Les vertus de l'islam que sont la patience, l'endurance, la résilience, etc., étaient aussi les siennes. Patient et supportant la douleur comme lors de ce combat avec Ken Norton en 1973 où il se fait briser la mâchoire au 2e round et parvient à tenir jusqu'à l'ultime round. Ou encore ce fabuleux « The Rumble in the Jungle » (le combat dans la jungle) contre le colosse George Foreman, combat durant lequel il adopte une stratégie des plus subtiles en subissant le gros du combat pour éreinter son adversaire. Il encaisse les coups de Foreman et se laisse acculer aux cordes pour le cueillir au 8e round et le mettre KO. Un troisième et dernier combat contre son meilleur adversaire, Frazier, en 1975 le Thrilla in Manilla (le thriller de Manille) est consigné dans les annales de la boxe comme l'un des plus cruels combats de boxe. Auteur de plusieurs « combat de l'année », Mohamed Ali en impose à l'Amérique malgré sa confession musulmane que la NOI d'Elijah Muhammad a quelque peu terni, et que les attentats du 11/09/2001 ont finit par placer ?à jamais- dans le camp de l'ennemi de l'Amérique. Il a été récipiendaire de plusieurs distinctions à commencer par celle de boxeur de l'année en 1963 et en 1975, le Hickot Belt en 1974, la même année le trophée du sportif de l'année attribué par le magazine Sports Illustrated, et est élu personnalité sportive du XXe siècle par la BBC. Il a plaidé pour la paix partout dans le monde et est souvent envoyé pour négocier la libération d'otages américains comme au Liban en 1985 et en Iraq en 1990. Un musulman vraiment utile parce qu'il a défendu les valeurs de l'islam et ne s'est jamais laissé intimidé par l'islamophobie ambiante en Occident.

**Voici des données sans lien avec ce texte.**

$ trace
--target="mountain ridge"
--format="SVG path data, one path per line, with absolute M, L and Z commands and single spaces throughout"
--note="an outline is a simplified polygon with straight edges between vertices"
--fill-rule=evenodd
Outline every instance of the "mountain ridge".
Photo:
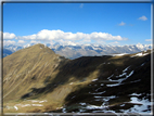
M 116 104 L 121 105 L 131 101 L 131 93 L 141 93 L 140 98 L 145 96 L 150 101 L 150 55 L 149 50 L 117 56 L 81 56 L 68 60 L 55 54 L 44 44 L 16 51 L 3 59 L 4 112 L 97 112 L 101 107 L 89 109 L 88 106 L 91 104 L 97 107 L 105 100 L 97 99 L 97 102 L 94 98 L 115 95 Z M 33 102 L 35 100 L 43 102 L 37 106 Z M 86 105 L 82 106 L 81 103 Z M 107 103 L 108 108 L 114 111 L 115 102 L 110 99 Z M 107 106 L 107 103 L 104 105 Z M 125 105 L 133 107 L 137 104 Z M 10 109 L 9 106 L 16 106 L 18 109 Z M 101 109 L 105 112 L 104 108 Z M 119 107 L 116 109 L 121 112 Z
M 34 44 L 28 44 L 30 47 Z M 94 56 L 94 55 L 108 55 L 115 53 L 137 53 L 141 51 L 145 51 L 152 49 L 151 44 L 132 44 L 132 46 L 101 46 L 101 44 L 76 44 L 76 46 L 64 46 L 60 43 L 50 44 L 47 43 L 51 50 L 53 50 L 56 54 L 65 56 L 67 59 L 77 59 L 80 56 Z M 15 52 L 25 47 L 16 47 L 16 46 L 4 46 L 4 49 L 10 50 L 11 52 Z M 3 52 L 5 53 L 5 52 Z

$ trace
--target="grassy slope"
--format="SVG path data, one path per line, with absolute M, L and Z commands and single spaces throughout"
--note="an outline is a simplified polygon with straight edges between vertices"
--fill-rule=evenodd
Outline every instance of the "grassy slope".
M 130 60 L 129 55 L 84 56 L 69 61 L 54 54 L 43 44 L 20 50 L 3 60 L 4 105 L 29 103 L 24 101 L 25 99 L 46 99 L 48 102 L 43 103 L 43 107 L 21 107 L 18 111 L 4 108 L 4 112 L 50 112 L 64 103 L 74 104 L 80 100 L 91 100 L 87 91 L 92 91 L 93 87 L 89 87 L 94 85 L 92 79 L 105 80 L 113 73 L 119 75 L 130 64 L 134 64 L 133 68 L 146 59 L 147 56 Z M 70 100 L 74 94 L 78 94 L 78 98 Z

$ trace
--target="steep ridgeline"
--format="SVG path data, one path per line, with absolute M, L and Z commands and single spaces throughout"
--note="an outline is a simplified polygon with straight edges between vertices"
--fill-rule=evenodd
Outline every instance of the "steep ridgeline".
M 150 113 L 150 100 L 151 51 L 67 60 L 36 44 L 3 59 L 4 113 Z

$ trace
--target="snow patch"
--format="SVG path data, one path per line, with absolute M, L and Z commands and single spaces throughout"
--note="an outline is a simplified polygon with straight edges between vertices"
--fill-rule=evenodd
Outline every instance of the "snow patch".
M 17 107 L 17 106 L 15 106 L 15 105 L 14 105 L 14 108 L 15 108 L 16 111 L 18 109 L 18 107 Z

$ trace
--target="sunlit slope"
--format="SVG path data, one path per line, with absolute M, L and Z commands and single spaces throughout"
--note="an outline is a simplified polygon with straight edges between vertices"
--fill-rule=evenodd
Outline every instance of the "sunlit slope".
M 30 88 L 44 86 L 64 59 L 43 44 L 20 50 L 3 59 L 3 96 L 5 100 L 21 98 Z M 54 76 L 53 76 L 54 78 Z
M 151 51 L 67 60 L 36 44 L 3 59 L 4 113 L 80 112 L 81 103 L 99 106 L 95 98 L 112 95 L 111 106 L 128 102 L 128 94 L 150 93 L 150 69 Z

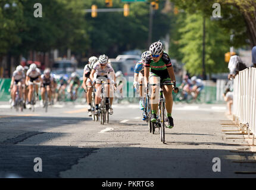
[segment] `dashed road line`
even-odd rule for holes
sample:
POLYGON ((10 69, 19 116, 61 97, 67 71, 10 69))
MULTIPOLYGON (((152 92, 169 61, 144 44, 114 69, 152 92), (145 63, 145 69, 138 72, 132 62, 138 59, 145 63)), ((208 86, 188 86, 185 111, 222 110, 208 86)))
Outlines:
POLYGON ((83 108, 76 110, 73 110, 73 111, 68 111, 68 112, 64 112, 64 113, 83 113, 83 112, 86 112, 88 111, 88 109, 87 108, 83 108))
POLYGON ((113 131, 114 129, 110 127, 108 127, 107 128, 105 128, 105 129, 101 130, 101 131, 99 132, 99 133, 104 133, 105 132, 107 132, 107 131, 113 131))
POLYGON ((123 124, 123 123, 126 123, 129 120, 128 119, 124 119, 123 121, 120 121, 120 123, 123 124))

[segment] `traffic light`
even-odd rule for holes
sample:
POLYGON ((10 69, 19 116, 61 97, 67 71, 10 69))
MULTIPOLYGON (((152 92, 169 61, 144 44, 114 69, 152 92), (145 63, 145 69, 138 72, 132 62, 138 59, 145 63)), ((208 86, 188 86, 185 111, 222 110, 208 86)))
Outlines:
POLYGON ((124 5, 124 16, 128 17, 129 13, 129 4, 125 4, 124 5))
POLYGON ((225 62, 228 63, 230 59, 230 57, 236 55, 235 52, 227 52, 225 53, 225 62))
POLYGON ((173 11, 173 12, 174 13, 175 15, 178 14, 178 13, 179 13, 179 10, 177 8, 177 7, 174 7, 174 10, 173 11))
POLYGON ((97 5, 92 5, 92 17, 94 18, 97 17, 97 5))
POLYGON ((105 5, 107 7, 113 7, 113 2, 112 0, 105 0, 105 5))
POLYGON ((157 10, 159 8, 159 0, 155 0, 151 3, 153 10, 157 10))

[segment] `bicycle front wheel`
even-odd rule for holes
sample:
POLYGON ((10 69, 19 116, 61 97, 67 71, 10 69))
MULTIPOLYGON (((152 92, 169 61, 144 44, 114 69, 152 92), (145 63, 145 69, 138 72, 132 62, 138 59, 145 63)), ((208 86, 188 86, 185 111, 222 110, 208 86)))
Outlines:
POLYGON ((165 134, 165 121, 166 121, 166 118, 165 118, 165 107, 164 107, 164 103, 163 101, 161 101, 161 140, 163 141, 163 143, 165 142, 165 138, 166 138, 166 134, 165 134))

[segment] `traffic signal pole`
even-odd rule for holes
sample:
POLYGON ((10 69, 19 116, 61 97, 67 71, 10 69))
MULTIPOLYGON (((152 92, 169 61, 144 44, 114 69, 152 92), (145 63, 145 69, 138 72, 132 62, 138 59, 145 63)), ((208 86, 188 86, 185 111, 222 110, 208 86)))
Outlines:
POLYGON ((152 42, 152 27, 153 27, 153 7, 150 5, 149 6, 149 27, 148 29, 148 45, 149 46, 152 42))
MULTIPOLYGON (((124 8, 98 8, 97 12, 123 12, 124 8)), ((92 12, 91 9, 85 10, 85 12, 92 12)))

Il force le respect et l'admiration de tous, amis et ennemis, coreligionnaire ou pas. On lui attribue une étoile au Hollywood boulevard et on accède même à son vœu de faire incruster ladite étoile sur le mur du Kodak Theatre et non pas sur le sol comme cela a de tout temps été le cas pour toutes les autres stars. « Je ne veux pas que les gens marchent sur le nom du prophète », avait-il déclaré. Soucieux de l'image de l'islam, il n'avait de cesse de s'insurger contre les pourfendeurs de cette religion dont les fossoyeurs les plus efficaces sont les musulmans eux-mêmes qui se lancent dans des logorrhées religieuses, mais adoptent le profil bas à chaque fois que de nouvelles croisades sont lancées.

« Ce qui me fait mal, c'est que les noms de l'islam et des musulmans sont impliqués, ce qui déclenche des problèmes, de la haine et de la violence. L'islam n'est pas une religion meurtrière, l'islam signifie la paix. Je ne peux pas m'asseoir à la maison et regarder les gens étiqueter les musulmans comme la cause de ce problème », était sa réaction vraiment musulmane après les attentas du 11/09/2001.

Dire qu'il a passé plus de trente (30) ans de sa vie assiégé par la maladie de Parkinson qu'il avait assumée avec un stoïcisme musulman, « Dieu m'a donné la maladie de Parkinson pour me montrer que je n'étais qu'un homme comme les autres ». « Je n'ai pas peur de la mort ; je n'ai que faire de vos mines apitoyées, de vos illusions perfides à ma gloire défunte ; l'adversité qui me frappe est la compétition ultime dont j'avais besoin pour démontrer que je suis toujours le plus grand, en même temps que le plus humble ; aujourd'hui, je veux juste mener une vue spirituelle ; je suis l'homme le plus riche du monde ». Ses paroles sont un prêche que seuls les prédicateurs dévoués savent délivrer le vendredi lors de la prière d'Al-Jumua. C'est presque naturellement qu'il adhère au soufisme en 2005.

Conclusion

La mort de Mohamed Ali est avant tout une grande perte pour l'islam. Certes, ce n'était pas un exégète de renom, un théologien éminent ou un prosélyte que s'arrachent les chaînes satellitaires, mais il a pu devenir un musulman vraiment utile en étant un humble croyant fort utile pour sa religion par ses prises de position au plus fort de l'islamophobie, par son exemplarité pour les musulmans d'Amérique et du monde entier, et par sa persévérance dans un art qu'il a vraiment ennobli.

*Universitaire

Références

www.lequipe.fr

www.journaldemontreal.com

www.nbcnews.com

Notes

1- Trash-talk : joutes verbales entre boxeurs avant le match pour s'enthousiasmer et s'enflammer.